Die BF beharrte darauf, dass die Aufnahme von Brintellix in den Gelben Bereich genau diesen Anforderungen entspreche.

Seitens der belangten Behörde wurde ergänzend auf aktuelle Bewertungen der französischen und niederländischen Gesundheitsbehörden (HAS und ZINL) verwiesen, die einerseits die Empfehlung der HEK und andererseits die Entscheidung des Hauptverbandes bestätigten. Die Vorlage der Bezug habenden Unterlagen wurde angeboten.

Die BF wies ihrerseits darauf hin, dass in Holland das Arzneimittel Brintellix zu Tagestherapiekosten von 1 Euro in der First-Line-Therapie erstattet und damit um 10 % teurer als die Zweit- oder Drittlinientherapie in Österreich angeboten werde.

In der Folge beantragte die belangte Behörde die Befragung des als Zuhörer anwesenden Univ. Prof. Dr. XXXX , eines der Vorsitzenden der HEK, zum Beweis dafür, dass Brintellix keinen wesentlichen zusätzlichen Nutzen darstelle und nicht als wesentliche therapeutische Innovation zu beurteilen sei.
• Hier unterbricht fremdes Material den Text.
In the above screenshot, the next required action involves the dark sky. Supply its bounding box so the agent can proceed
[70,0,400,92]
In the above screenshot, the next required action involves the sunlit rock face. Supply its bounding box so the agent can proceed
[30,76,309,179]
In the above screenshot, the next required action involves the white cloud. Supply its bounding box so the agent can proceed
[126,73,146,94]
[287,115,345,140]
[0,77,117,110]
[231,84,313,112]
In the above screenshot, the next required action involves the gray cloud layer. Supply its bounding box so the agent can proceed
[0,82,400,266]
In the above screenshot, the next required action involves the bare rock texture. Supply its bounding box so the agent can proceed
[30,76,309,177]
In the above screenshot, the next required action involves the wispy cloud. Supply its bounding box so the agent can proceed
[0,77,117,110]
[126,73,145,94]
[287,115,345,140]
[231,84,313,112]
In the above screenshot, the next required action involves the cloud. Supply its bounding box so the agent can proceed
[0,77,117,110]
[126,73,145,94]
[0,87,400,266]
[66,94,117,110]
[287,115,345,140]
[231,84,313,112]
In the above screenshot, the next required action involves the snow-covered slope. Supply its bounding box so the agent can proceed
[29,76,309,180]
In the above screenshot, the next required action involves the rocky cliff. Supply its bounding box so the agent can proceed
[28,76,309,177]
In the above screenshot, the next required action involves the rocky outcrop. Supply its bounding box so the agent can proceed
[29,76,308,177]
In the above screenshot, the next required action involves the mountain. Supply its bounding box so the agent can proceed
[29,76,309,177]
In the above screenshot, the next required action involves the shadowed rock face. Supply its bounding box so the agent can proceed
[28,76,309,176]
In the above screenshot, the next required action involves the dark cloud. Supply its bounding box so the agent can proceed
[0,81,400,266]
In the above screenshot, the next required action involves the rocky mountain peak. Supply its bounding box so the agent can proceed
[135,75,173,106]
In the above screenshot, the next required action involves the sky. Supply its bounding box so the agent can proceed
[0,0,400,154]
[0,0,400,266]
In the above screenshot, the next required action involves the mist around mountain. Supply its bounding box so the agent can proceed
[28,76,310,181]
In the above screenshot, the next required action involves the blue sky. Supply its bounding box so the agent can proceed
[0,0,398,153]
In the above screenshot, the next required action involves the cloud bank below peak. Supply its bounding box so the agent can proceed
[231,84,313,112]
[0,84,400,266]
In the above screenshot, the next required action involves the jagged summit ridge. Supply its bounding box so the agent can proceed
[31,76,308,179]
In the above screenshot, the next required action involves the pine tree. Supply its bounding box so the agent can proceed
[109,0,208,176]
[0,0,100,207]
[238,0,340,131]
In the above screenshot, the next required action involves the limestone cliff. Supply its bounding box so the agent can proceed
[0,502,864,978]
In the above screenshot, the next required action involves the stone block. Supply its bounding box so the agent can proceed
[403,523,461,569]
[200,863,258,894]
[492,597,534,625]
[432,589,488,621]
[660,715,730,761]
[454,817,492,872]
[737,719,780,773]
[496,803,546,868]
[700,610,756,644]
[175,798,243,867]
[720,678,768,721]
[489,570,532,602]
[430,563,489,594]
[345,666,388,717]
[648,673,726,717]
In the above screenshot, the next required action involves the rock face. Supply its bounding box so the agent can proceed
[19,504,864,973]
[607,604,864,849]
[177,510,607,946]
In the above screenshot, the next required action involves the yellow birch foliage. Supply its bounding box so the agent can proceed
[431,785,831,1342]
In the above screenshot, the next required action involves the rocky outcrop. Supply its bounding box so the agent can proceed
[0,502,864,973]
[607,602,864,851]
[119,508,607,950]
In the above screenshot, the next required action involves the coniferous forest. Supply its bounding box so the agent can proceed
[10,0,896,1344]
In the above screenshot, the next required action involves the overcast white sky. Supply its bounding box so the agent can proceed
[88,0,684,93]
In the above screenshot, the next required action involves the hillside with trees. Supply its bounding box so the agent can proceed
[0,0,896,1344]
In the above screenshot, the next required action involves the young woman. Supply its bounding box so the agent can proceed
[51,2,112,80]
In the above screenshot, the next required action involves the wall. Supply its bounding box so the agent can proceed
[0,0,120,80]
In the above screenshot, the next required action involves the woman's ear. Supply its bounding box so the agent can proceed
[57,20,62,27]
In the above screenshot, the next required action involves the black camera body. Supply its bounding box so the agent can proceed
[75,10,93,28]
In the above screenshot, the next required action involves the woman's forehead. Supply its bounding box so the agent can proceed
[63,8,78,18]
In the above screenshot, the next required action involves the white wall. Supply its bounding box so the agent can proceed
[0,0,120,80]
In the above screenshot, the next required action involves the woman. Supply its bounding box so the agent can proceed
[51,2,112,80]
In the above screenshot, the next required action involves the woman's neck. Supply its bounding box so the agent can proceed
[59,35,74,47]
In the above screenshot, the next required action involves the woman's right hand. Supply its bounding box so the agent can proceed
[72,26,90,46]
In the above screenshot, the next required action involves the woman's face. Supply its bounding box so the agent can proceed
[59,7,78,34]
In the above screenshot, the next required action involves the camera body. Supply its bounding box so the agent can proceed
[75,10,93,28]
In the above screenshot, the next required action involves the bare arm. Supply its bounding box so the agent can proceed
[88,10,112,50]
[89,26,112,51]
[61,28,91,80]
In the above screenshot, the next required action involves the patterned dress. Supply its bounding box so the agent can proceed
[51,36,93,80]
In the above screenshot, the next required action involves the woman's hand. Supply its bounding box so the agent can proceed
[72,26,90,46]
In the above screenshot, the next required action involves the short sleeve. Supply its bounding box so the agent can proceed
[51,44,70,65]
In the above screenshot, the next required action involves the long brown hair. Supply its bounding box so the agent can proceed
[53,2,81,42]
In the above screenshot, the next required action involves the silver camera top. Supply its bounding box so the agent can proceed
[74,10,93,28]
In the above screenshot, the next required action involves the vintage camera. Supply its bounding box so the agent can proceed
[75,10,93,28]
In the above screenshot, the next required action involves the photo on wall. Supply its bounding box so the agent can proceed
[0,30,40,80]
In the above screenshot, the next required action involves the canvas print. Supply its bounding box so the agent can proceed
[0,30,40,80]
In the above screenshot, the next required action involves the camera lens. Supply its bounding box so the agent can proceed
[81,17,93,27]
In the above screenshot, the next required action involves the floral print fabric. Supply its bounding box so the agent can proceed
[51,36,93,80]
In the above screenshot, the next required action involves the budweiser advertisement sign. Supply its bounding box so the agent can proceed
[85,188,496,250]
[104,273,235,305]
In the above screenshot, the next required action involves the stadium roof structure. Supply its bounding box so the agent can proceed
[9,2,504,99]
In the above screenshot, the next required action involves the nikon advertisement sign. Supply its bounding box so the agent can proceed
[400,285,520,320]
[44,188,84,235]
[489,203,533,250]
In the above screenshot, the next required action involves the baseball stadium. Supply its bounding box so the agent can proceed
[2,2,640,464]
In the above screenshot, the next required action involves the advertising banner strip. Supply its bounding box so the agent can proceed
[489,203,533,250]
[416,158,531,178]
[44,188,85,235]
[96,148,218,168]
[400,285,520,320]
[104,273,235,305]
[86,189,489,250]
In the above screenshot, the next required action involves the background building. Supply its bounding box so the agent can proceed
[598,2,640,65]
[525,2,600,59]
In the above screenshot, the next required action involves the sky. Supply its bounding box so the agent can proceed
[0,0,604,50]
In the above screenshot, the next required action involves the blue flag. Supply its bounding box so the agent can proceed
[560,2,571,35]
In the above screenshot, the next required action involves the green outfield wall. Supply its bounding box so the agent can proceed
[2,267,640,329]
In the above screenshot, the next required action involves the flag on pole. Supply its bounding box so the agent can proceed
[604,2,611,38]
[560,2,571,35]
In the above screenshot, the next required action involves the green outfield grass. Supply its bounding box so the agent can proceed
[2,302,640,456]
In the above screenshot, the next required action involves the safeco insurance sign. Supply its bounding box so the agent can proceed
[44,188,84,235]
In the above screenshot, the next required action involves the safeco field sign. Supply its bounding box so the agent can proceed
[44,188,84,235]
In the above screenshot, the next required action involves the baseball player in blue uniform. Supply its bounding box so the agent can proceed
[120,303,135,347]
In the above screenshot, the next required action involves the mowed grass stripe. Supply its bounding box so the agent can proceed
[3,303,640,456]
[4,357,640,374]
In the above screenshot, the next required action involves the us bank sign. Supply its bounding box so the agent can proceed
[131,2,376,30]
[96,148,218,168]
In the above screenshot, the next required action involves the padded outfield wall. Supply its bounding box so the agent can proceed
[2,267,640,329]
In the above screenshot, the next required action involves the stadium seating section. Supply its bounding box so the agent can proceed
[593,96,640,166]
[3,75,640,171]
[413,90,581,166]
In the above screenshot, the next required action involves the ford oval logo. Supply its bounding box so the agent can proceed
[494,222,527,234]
Ferner zum Beweis dafür, dass zahlreiche gleich gute Medikamente im Grünen Bereich des EKO gelistet seien sowie zum Beweis dafür, dass die von der BF vorgelegte Studie nicht dem geforderten Design entspreche und dass die HEK auf Basis sorgfältiger wissenschaftlicher Überlegungen zu Ihrer Empfehlung gekommen sei.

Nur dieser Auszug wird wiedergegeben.